POD films heat treated at 2800°C in the similar manner as in Example 2 were impregnated with an epoxy resin (Sumiepoxy ELM-434, supplied by Sumitomo Chemical Co., Ltd.) by a conventional method. After the impregnation, the films were heat treated at 80°C for 1 hour, at 150°C for 1 hour, and finally at 170°C for 1 hour, and thereby the epoxy resin was cured. There are given in Table 6 data of electric conductivity and tensile strength of the films thus prepared. Amount of binder (% by weight) Electric conductivity (S/cm) Tensile strength (MPa) 0 7500 270 3.7 7400 350 12.6 6900 620

Graphitized films were impregnated in the similar manner as in Example 4 with other binders such as linseed oil, tung oil, epoxy resins, phenol resins, polyesters, polyvinylidene chloride, polydivinylbenzene, polyvinyl butyral, polyamides, polyimides, polyamideimides, white metals, phosphates, alumina and water glass, and then heat treated, whereby the similar results could be obtained.


Anspruch[de]
  1. Verfahren zur Herstellung eines Graphit-Films, umfassend die Hitze-Behandlung eines Films Wenigstens eines Polymers, das aus der aus einem Polyoxadiazol, Polybenzothiazolen, einem Polybenzobisthiazol, einem Polybenzoxazol, Polybenzobisoxazol, Poly(pyromellitsäureimid), Poly(m-phenylenisophthalsäureamid), Poly(m-phenylenbenzimidazol), Poly(m-phenylenbenzobisimidazol) und einem Polythiazol bestehenden Gruppe ausgewählt ist, bei einer Temperatur von Wenigstens 1800 °C im Vakuum oder in einem Inertgas, danach das Imprägnieren des Films mit einer Bindemittel-Komponente und die Hitze-Behandlung des imprägnierten Films bei einer Temperatur von nicht mehr als 1400 °C.

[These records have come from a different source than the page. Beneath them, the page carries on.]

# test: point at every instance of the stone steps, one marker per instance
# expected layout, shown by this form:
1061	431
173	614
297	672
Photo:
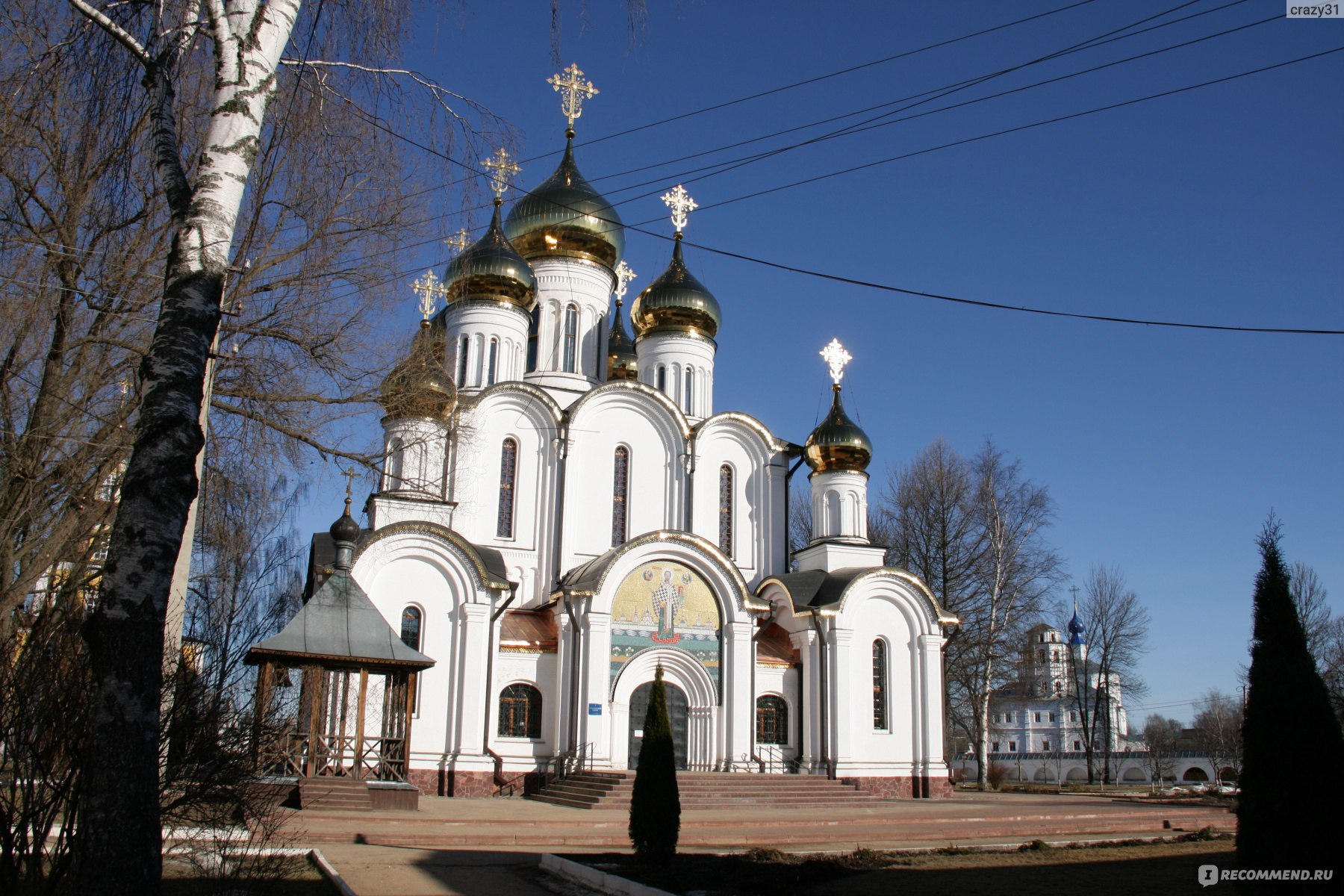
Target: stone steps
709	790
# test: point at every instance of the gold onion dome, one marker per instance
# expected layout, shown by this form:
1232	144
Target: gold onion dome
839	444
676	301
492	270
420	386
566	218
621	361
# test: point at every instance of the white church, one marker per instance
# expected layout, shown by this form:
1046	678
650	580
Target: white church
564	509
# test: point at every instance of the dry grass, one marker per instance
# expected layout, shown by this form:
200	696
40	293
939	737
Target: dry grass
1132	868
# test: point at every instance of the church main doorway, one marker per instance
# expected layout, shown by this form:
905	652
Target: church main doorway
678	712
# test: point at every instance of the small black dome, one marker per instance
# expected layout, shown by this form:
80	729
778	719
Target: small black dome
346	528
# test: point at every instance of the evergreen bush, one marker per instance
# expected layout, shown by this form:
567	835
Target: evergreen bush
656	805
1288	721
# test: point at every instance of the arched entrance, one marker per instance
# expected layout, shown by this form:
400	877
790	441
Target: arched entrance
678	712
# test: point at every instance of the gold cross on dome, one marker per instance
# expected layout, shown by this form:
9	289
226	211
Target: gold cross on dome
680	203
429	287
458	240
573	92
836	358
502	171
624	274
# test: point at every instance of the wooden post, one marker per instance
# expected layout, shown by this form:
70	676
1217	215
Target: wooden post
359	724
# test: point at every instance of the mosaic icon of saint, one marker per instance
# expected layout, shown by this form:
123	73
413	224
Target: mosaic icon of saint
667	602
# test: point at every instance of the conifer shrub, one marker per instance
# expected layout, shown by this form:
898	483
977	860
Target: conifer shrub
656	805
1288	715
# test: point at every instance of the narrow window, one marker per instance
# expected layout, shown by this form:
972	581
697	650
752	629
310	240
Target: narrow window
532	328
772	721
571	337
880	684
396	460
508	467
410	626
461	359
620	494
520	712
726	509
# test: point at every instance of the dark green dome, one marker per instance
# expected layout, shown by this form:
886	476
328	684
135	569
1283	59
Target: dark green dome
420	386
566	218
839	444
621	361
676	301
491	269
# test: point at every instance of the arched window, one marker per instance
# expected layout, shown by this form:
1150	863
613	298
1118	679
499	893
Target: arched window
620	494
396	461
520	712
463	347
532	329
571	337
410	626
880	684
726	509
772	721
508	469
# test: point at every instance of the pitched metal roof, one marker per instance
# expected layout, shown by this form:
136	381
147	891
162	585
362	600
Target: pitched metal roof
339	623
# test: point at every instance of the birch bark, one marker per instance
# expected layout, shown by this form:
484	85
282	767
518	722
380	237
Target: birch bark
119	848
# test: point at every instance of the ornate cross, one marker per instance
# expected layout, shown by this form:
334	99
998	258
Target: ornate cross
502	171
573	92
836	358
349	481
429	287
680	203
624	274
458	240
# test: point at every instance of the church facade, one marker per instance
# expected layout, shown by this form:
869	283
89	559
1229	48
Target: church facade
564	511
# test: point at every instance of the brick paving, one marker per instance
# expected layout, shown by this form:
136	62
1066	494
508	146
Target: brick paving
490	845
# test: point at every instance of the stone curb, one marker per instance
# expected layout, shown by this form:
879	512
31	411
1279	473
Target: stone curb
331	874
596	879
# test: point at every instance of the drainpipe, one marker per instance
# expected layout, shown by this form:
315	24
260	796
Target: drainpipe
577	653
564	453
754	640
490	685
821	696
786	511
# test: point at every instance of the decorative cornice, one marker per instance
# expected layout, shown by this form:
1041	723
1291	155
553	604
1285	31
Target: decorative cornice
443	534
638	388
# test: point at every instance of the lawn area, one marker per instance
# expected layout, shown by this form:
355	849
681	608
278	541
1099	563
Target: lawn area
1137	868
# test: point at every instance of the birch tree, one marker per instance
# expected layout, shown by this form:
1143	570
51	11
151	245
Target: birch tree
1016	573
1116	626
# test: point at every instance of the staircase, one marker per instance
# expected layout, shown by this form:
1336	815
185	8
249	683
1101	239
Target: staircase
709	790
343	794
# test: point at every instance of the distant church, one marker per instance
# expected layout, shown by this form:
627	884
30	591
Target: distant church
564	511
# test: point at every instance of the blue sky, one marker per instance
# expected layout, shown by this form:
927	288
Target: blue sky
1164	449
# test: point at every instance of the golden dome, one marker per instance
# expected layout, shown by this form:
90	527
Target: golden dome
491	269
621	361
566	218
420	386
839	444
676	301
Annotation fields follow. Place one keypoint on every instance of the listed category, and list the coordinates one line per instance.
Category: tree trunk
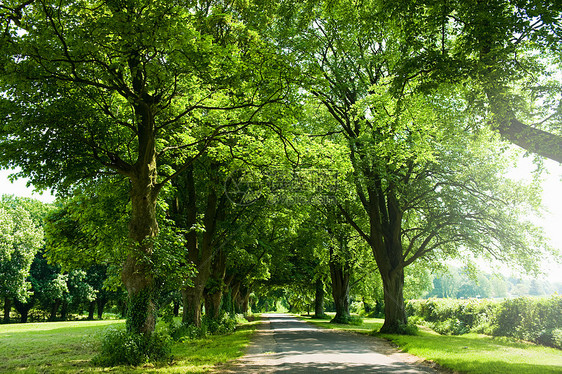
(234, 295)
(176, 309)
(245, 307)
(23, 309)
(91, 310)
(137, 271)
(54, 308)
(319, 299)
(7, 309)
(395, 318)
(192, 297)
(101, 305)
(64, 310)
(340, 292)
(212, 305)
(213, 294)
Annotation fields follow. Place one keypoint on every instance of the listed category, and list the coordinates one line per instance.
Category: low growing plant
(121, 347)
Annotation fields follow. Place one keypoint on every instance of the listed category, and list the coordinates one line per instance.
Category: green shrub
(451, 326)
(121, 347)
(557, 338)
(184, 332)
(535, 319)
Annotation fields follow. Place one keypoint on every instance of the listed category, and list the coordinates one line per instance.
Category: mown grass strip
(469, 353)
(68, 347)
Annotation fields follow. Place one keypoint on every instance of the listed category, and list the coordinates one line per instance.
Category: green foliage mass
(532, 319)
(21, 237)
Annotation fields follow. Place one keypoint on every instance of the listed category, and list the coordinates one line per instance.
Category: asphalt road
(285, 344)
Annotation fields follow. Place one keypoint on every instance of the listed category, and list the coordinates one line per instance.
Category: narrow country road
(285, 344)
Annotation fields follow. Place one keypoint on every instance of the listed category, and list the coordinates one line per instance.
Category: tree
(20, 239)
(90, 88)
(425, 179)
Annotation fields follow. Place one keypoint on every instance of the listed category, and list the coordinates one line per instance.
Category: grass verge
(469, 353)
(68, 347)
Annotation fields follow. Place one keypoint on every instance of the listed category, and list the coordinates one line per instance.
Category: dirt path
(284, 344)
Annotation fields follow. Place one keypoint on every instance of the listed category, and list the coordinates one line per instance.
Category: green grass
(470, 353)
(68, 347)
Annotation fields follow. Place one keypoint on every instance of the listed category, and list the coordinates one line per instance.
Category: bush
(183, 332)
(121, 347)
(451, 326)
(535, 319)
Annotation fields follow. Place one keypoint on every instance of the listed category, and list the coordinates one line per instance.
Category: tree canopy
(199, 135)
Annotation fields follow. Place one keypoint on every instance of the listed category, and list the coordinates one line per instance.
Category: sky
(552, 200)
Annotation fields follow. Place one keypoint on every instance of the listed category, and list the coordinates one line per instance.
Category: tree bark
(395, 318)
(340, 291)
(176, 308)
(213, 296)
(191, 298)
(23, 309)
(91, 310)
(100, 302)
(199, 254)
(319, 299)
(7, 309)
(137, 271)
(54, 308)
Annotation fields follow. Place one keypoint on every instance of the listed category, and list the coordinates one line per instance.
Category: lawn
(68, 347)
(470, 353)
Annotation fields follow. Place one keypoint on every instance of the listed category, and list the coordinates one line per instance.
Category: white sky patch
(552, 200)
(19, 188)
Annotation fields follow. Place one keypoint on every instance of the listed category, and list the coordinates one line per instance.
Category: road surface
(285, 344)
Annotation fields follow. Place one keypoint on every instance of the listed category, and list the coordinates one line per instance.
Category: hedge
(534, 319)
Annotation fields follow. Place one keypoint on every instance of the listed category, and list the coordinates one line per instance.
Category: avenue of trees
(205, 150)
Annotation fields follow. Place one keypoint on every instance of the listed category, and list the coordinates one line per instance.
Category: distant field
(470, 353)
(68, 347)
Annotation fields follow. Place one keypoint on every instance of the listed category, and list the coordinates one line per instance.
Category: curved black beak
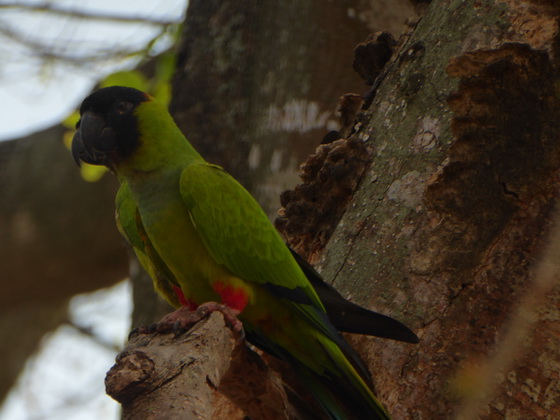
(93, 141)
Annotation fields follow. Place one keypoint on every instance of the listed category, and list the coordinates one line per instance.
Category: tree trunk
(58, 239)
(456, 208)
(454, 212)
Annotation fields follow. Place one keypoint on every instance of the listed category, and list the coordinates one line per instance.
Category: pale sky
(35, 96)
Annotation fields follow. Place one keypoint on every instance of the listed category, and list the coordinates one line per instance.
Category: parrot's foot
(183, 319)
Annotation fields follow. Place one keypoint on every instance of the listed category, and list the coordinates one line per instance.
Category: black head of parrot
(107, 130)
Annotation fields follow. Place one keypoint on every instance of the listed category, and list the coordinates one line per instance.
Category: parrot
(203, 238)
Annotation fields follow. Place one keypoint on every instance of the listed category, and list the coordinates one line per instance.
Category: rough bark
(257, 83)
(186, 377)
(455, 209)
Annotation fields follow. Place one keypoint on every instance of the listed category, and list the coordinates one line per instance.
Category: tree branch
(187, 377)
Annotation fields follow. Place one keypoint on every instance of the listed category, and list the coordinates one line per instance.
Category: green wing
(237, 232)
(131, 228)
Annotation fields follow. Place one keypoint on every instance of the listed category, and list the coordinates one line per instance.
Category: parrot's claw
(133, 333)
(181, 320)
(229, 315)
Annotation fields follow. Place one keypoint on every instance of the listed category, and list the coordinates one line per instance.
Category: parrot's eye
(124, 107)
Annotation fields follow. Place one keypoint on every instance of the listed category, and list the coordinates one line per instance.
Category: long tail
(340, 384)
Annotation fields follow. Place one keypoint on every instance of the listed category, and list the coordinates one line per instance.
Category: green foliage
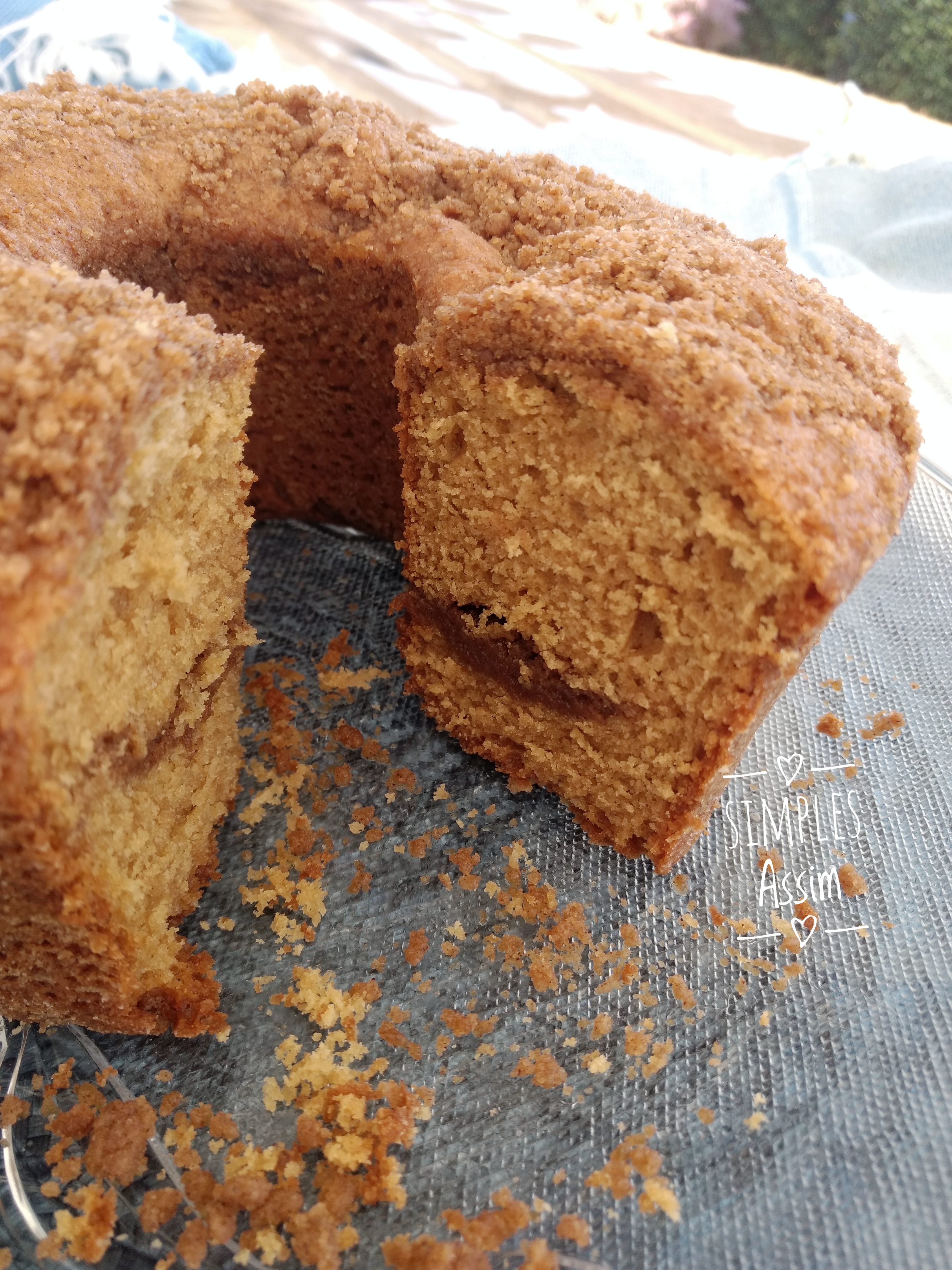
(895, 49)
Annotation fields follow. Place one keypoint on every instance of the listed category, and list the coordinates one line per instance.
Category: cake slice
(638, 483)
(124, 547)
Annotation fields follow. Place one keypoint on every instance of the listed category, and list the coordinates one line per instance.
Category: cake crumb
(488, 1231)
(544, 1070)
(602, 1027)
(884, 722)
(574, 1227)
(169, 1103)
(774, 855)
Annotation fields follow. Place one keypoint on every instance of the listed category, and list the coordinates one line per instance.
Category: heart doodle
(800, 928)
(789, 766)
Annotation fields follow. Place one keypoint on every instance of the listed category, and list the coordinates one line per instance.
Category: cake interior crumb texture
(634, 464)
(124, 685)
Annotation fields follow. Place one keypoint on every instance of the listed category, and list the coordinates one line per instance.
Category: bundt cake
(633, 462)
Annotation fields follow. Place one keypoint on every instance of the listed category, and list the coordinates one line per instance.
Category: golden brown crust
(352, 247)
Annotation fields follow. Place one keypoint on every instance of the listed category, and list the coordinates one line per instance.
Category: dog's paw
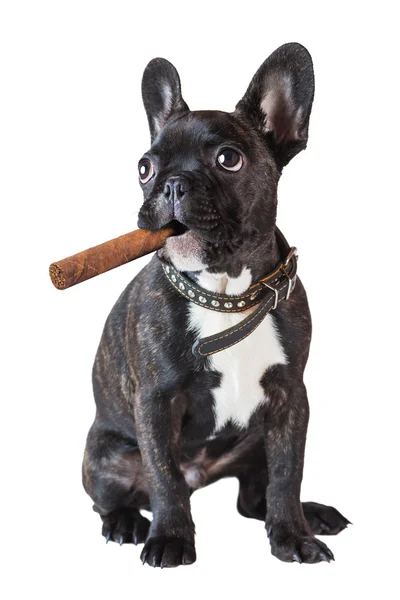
(125, 526)
(324, 520)
(164, 551)
(289, 546)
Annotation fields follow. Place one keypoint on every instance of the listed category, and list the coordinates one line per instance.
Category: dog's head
(214, 175)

  2. Verfahren zur Herstellung eines Graphit-Films nach Anspruch 1, worin die Bindemittel-Komponente wenigstens eine Komponente ist, die aus der aus einem Furfurylalkohol-Harz, einem Epoxy-Harz, Acenaphthen und Pech bestehenden Gruppe ausgewählt ist.
Anspruch[en]
  1. A process for producing a graphite film, which comprises heat treating a film of at least one polymer selected from the group consisting of a polyoxadiazole, polybenzothiazoles, a polybenzobisthiazole, a polybenzoxazole, a polybenzobisoxazole, poly(pyromellitic acid imide), poly(m-phenylene isophthalic acid amide), poly(m-phenylenebenzoimidazole), poly(m-phenylenebenzobisimidazole) and a polythiazole at a temperature of at least 1800°C in vacuo or in an inert gas, then impregnating the film with a binder component, and heat treating the impregnated film at a temperature of not more than 1400°C.
  2. A process for producing a graphite film as claimed in claim 1, wherein the binder component is at least one member selected from the group consisting a furfuryl alcohol resin, an epony resin, acenaphthene and pitch.
Anspruch[fr]
  1. Procédé de production d'une pellicule de graphite, qui comprend le traitement thermique d'une pellicule d'au moins un polymère, choisi dans le groupe comprenant un polyoxadiazole, des polybenzothiazoles, un polybenzobisthiazole, un polybenzoxazole, un polybenzobisoxazole, du poly(imide de l'acide pyromellitique), du poly(amide de l'acide m-phénylène isophtalique), du poly(m-phénylènebenzoimidazole), du poly(m-phénylènebenzobisimidazole), et un polythiazole, à une température d'au moins 1800°C, sous vide ou dans un gaz inerte, puis l'imprégnation de la pellicule par un composant liant et le traitement thermique, à une température non supérieure à 1400°C, de la pellicule imprégnée.
  2. Procédé pour produire une pellicule de graphite tel que revendiqué à la revendication 1, dans lequel le composant liant est au moins un composant choisi dans le groupe comprenant une résine d'alcool furfurylique, une résine époxyde, de l'acénaphtène et du brai.